KCL: N=1043 samples were obtained from consenting adult volunteers resident in the UK. The samples relate to six different UK population groups with self-declared ancestries of: White British, West African, North East African, South Asian, Chinese and Middle Eastern. All samples have been sequenced with the ForenSeq system (Illumina) and additionally genotyped with at least two commonly available CE kits.

UNT: N=839 samples which have been described in associated sequence-based allele frequency publications and were sequenced with the ForenSeq system (Illumina) [6, 13].

USC: N=944 samples from the HGDP-CEPH diversity panel cell-line DNAs from 51 diverse populations were sequenced with the ForenSeq system (Illumina).

Initially, STRSeq records will be created for the STR loci targeted in the aforementioned assays; additional records will be created as samples are sequenced with other available commercial assays, e.g. Precision ID GlobalFiler NGS STR Panel (Thermo Fisher Scientific). If new STR loci (see [16]) are targeted in commercially available assays launched in the future, additional records will be created.

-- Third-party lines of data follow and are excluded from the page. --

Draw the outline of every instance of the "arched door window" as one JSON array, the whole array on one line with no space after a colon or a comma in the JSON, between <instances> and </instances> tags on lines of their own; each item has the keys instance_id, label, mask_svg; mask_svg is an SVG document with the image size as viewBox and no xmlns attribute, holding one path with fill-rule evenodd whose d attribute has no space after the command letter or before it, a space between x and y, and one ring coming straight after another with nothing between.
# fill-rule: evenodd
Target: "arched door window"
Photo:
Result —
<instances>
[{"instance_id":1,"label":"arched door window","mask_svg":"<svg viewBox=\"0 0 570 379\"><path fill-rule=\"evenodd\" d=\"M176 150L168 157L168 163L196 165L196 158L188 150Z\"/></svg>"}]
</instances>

A single laboratory will be indicated as having submitted each record. The association of a submitting laboratory with a record does not imply “discovery” of a sequence variant; rather the designation is simply the organization that initially provided the sequence and maintains the supporting data. For the initial data set, NIST will be the submitting laboratory of all sequences generated at NIST and the other laboratories will be the submitting laboratory of those sequences generated at that specific laboratory for which records do not already exist in the database. Duplicate records will not be created, which will generally result in a decreasing number of new sequence records as successive sample sets are added. Fig. 1 outlines an example submission strategy of non-duplicate allele records that might be expected from a typical highly polymorphic STR such as D12S391.

Figure 1.

Figure 1.

(a) Venn diagram demonstrating the overlap of D12S391 sequence-based alleles observed among the four laboratories, and the total number of unique sequence-based alleles observed within each laboratory. (b) Submission strategy for 158 unique sequence-based alleles observed at the D12S391 locus. The 105 unique alleles generated at NIST form the basis of STRSeq records. Subsequent submissions from KCL, UNT, and USC will add records for sequences generated at each laboratory for which records do not already exist (25, 9, and 18 records, respectively).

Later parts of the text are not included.